From Subscriptions to Open-Source Defection
Autodesk’s aggressive push didn’t create loyalty. It created an exodus.
KiCad, an open-source PCB design tool backed by CERN, became the primary destination for fleeing EAGLE users. The current release of KiCad now has a comparable feature set to EAGLE, and it’s completely free. Engineers who once tolerated subscriptions decided they no longer wanted their designs locked behind accounts, internet connections, and licensing terms that could change without warning.
The pattern isn’t limited to EAGLE. Fusion 360 users are watching the same movie unfold. Local simulation features were removed and replaced with paid cloud credits that expire within one year. Cloud tokens cost $3 each, sold in bundles of 500. Autodesk has been crystal clear about its priorities: “Fusion may not be the product for you if you want to go completely offline.”
Free and hobbyist tiers have been repeatedly narrowed. Features get removed, partially restored after backlash, then gated again. Paying customers watch capabilities migrate into metered cloud systems for tasks their own hardware can already perform.
When Customers Fight Back
Autodesk’s insistence that these changes improve customer satisfaction faces serious pushback from the people actually using the software. In 2020, twenty-five major architecture firms representing $22 million in annual Autodesk spending signed an open letter documenting price increases exceeding 70% with minimal product improvement.

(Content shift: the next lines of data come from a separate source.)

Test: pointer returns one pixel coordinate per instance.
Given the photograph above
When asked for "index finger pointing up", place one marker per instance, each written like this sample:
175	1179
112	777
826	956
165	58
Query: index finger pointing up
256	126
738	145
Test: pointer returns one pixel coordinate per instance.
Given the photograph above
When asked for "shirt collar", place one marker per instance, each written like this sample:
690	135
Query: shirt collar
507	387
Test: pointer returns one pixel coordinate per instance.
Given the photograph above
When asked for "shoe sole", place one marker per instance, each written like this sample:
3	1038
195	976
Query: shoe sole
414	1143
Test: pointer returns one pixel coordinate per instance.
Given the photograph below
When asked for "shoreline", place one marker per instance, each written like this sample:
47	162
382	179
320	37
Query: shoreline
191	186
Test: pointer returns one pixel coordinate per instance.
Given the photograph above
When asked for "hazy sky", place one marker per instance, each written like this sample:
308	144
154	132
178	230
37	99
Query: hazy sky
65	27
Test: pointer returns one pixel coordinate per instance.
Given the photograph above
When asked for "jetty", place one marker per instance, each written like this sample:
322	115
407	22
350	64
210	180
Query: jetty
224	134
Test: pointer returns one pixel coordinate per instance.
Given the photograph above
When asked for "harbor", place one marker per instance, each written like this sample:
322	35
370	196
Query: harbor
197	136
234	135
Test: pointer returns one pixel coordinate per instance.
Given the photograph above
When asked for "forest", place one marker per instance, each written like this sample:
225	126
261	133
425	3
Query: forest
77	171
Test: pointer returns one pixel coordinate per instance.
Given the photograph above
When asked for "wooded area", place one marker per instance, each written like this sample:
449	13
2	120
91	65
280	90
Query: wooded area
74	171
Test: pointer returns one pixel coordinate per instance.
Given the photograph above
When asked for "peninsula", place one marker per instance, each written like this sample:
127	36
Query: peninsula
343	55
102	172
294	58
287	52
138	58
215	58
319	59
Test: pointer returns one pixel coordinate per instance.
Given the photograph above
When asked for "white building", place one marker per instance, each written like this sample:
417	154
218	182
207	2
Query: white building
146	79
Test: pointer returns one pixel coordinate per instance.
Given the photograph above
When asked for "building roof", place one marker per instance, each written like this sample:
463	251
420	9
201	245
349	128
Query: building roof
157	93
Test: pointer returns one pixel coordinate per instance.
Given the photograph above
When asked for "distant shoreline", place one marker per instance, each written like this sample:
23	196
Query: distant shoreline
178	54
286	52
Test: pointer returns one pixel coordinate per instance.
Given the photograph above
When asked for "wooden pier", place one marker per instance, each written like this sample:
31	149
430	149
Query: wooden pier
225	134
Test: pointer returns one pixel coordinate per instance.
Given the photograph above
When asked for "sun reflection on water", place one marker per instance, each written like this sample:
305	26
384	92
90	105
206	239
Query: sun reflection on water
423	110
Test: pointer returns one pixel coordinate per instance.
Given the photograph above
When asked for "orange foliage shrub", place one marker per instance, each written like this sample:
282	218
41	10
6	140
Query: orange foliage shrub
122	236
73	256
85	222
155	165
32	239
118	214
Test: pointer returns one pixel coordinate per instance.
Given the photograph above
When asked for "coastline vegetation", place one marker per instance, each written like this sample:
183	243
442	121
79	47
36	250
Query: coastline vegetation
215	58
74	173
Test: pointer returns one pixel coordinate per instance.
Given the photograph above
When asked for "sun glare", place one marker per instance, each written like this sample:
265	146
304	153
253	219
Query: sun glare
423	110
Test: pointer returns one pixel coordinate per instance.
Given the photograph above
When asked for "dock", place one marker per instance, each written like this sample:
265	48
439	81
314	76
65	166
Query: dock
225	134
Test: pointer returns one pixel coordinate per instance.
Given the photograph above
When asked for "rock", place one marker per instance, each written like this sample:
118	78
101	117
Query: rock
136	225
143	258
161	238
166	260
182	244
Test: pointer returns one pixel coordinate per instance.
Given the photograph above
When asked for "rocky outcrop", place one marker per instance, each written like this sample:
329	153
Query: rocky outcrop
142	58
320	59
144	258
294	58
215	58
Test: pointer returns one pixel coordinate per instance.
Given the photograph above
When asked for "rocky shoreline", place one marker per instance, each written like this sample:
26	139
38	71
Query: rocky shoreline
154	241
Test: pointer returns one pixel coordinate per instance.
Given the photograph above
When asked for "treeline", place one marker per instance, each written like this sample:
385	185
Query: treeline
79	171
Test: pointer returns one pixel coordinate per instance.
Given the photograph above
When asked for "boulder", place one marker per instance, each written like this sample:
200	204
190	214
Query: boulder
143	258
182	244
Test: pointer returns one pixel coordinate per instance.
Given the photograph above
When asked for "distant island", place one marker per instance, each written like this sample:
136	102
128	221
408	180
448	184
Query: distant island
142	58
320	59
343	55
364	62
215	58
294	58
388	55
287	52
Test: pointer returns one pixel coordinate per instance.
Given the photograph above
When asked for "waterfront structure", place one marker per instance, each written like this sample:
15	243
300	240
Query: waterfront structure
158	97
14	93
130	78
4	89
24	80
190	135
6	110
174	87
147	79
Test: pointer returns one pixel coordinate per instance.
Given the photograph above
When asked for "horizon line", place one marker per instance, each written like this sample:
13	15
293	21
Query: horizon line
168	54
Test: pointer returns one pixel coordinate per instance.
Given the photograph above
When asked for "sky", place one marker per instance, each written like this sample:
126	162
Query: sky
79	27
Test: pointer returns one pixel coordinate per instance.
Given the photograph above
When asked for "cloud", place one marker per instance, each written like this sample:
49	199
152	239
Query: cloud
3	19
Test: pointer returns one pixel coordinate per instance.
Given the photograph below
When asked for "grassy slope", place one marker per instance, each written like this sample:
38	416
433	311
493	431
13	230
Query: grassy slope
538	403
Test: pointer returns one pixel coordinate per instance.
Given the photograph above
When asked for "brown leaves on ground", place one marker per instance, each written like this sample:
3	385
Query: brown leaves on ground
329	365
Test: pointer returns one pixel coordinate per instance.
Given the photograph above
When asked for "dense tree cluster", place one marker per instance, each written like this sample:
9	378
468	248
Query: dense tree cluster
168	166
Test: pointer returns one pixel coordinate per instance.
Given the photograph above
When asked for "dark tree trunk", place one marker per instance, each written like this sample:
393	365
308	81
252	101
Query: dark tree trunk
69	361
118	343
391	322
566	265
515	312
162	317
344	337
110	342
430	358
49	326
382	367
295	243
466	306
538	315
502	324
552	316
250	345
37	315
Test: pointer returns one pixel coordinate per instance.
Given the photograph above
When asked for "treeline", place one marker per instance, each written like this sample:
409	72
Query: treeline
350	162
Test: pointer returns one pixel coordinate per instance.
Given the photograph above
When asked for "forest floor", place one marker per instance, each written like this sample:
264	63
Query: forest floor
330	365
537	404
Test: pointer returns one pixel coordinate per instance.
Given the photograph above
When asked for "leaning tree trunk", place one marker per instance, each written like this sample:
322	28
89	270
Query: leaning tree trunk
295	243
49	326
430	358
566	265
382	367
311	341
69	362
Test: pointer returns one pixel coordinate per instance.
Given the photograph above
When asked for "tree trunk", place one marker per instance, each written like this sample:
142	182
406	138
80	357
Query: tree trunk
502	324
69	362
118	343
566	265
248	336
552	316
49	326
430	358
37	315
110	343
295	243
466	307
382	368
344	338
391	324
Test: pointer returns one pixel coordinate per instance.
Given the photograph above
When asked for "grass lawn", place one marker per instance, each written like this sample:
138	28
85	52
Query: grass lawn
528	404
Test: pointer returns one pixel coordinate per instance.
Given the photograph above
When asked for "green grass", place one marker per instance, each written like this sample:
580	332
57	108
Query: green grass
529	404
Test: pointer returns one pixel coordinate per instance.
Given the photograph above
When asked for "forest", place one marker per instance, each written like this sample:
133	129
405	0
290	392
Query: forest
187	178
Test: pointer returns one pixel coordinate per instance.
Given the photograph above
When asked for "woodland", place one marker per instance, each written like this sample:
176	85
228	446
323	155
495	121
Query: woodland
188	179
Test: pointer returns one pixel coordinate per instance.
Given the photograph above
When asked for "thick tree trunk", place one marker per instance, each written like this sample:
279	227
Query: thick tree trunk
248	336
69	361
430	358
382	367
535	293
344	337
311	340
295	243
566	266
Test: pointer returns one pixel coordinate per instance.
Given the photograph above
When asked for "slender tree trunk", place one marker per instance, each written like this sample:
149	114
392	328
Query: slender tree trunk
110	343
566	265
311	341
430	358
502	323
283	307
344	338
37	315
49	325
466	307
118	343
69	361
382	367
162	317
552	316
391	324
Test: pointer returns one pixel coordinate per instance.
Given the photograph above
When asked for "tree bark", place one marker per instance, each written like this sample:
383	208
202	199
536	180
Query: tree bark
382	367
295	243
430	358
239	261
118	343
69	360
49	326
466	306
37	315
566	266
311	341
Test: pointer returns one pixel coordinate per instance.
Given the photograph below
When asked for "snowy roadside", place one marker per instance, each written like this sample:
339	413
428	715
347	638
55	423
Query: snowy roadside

“Revit increasingly finds itself a constraint and bottleneck,” the letter stated.
Eight additional firms reportedly supported the letter but declined to sign publicly out of fear of retaliation. Think about that. Professional firms were afraid to criticize their software vendor.
By aggressively pushing subscriptions and cloud lock-in, Autodesk has inadvertently fueled a renaissance in open-source alternatives. KiCad, FreeCAD, and Blender are all stronger today because users were forced to look elsewhere. Some estimates suggest Autodesk’s actions have increased FreeCAD adoption by more than 30%.
There was a smarter path. When sunsetting products like EAGLE, open-sourcing the code would cost virtually nothing and earn enormous goodwill. Instead, Autodesk chose to become a living advertisement for its competitors.
Why Autodesk’s Financial Success May Cost Its Future
Autodesk may succeed financially with its cloud-first, AI-driven strategy. Under CEO Andrew Anagnost, the stock has soared, supported by over $1 billion annually in share repurchases.
But software that engineers use eight hours a day isn’t just a revenue stream. It’s infrastructure for creativity, education, and work. When the people who depend on that infrastructure feel ignored or disposable, they adapt.
They’re just doing it without Autodesk.